[curves] Distribution-ready optimized code

Wed Mar 18 22:53:50 PDT 2015

Suppose you have some amazing new CPU-specific code for your favorite field, curve, key exchange, or whatever. How do
you distribute it in a way that minimizes its user's effort to integrate it in their own applications (presumably in C
or via some FFI interface)?

As I see it, there are 4 possible approaches:

1. Distribute the assembly. This is the obvious reply, and arguably the best. Nevertheless, this option leaves something
to be desired:
  - ABIs / calling conventions vary between operating systems and/or languages, e.g., SysV ABI vs Windows ABI, . This
requires either preprocessor usage or some sort of trampoline (e.g., https://github.com/floodyberry/asm-opt) to adjust
parameters to the implemented convention.
 - Syntaxes also vary, e.g., Intel vs AT&T x86 syntax, Plan9 assembler syntax, etc. This either requires a single
assembler that works with all syntaxes, or distributing multiple versions of the same function.

2. Heavy preprocessor use / code generator. This is the OpenSSL approach, using Perl scripts to output suitable assembly
for the relevant platform. Crypto++ does something similar, but abuses the C preprocessor for this instead. This
approach is not too bad, but it easily makes the code unreadable when supporting multiple instruction sets, platforms,
or other optionals. And may require fluency in some otherwise unnecessary language.

3. Use compiler intrinsics. This is not always practical, since some instructions do not have suitable compiler
intrinsics to take advantage of. When it is, however, it is still problematic for anything more than prototyping:
performance is wildly dependent on the compiler, version, and switches used. In some cases the compiler does not even
support the intrinsics. This is OK when the user can control these, but that is not always the case.

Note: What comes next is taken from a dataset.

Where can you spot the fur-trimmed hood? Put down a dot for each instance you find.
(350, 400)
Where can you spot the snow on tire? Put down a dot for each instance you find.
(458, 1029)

4. Use a "smart" assembler. This is an assembler that is slightly higher level, and acts as a middle-ground between 1-2
and 3. Besides automatic register allocation, such tools may also easily accommodate things like syntax and ABI if
necessary. Examples of what I'm thinking here are qhasm (http://cr.yp.to/qhasm.html) or PeachPy
(https://bitbucket.org/MDukhan/peachpy). I like this approach, but the current tools are prototypes at best, and
therefore are not exactly suitable for distribution in their current state.

So what do you guys think? Are there other options I failed to list here? Which do you like best?

Best regards,
Samuel Neves